There was a lot of playing those days at the Roy mansion; rambling grounds call for 'Statue!' and 'Robbers and thieves' and 'Hopscotch', especially if they contain brooding marble statues left to stand dreamily in the gardens. If this suggests that it was a background imbued with names of artsy European filmmakers and contrarian Trotskyites, it is correct.
And though we all in our own ways flourished in it, the fact that we also survived it is a matter of celebration too. Especially now that we've reached that age when we've known people for over five decades. Especially today, when we can say 'Joy to the world' on this page and know that we can get away with it.
Big ticket exhibition
It's a going to be a big-ticket show when Geeta Khandelwal's exhibition of quilts titled 'Godharis of Maharashtra' shows at the Coomaraswamy Hall, early next month. An internationally renowned needlewoman, Khandelwal, has been passionately involved in quilt making for over four decades and has lectured and exhibited around the world.

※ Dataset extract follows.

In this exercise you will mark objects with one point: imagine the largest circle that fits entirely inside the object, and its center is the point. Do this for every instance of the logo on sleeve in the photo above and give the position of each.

The show presents a selection of Godharis or quilts featured in the book, from Lonavla, Wai, Pune, Baramati, Kolhapur, Solapur, Konkan, and Chiplun, amongst others. Along with the exhibition is the launch of Khandelwal coffee table book titled 'Godharis of Maharashtra, Western India'.
"My romance with fabric started at an early age, when I sewed my own clothes. I learned to appreciate textures of different fabrics, to discern the colours, sheens and weight of cloth, and this has led to a lifelong journey exploring and interacting with the rich world of Indian textiles," says Khandelwal who also happens to be the other friend of our friend the writer and publisher Anuradha Mahindra.
After the Mumbai book launch and exhibition in February 2015, Geeta Khandelwal's collection will travel to Yokohama and New York.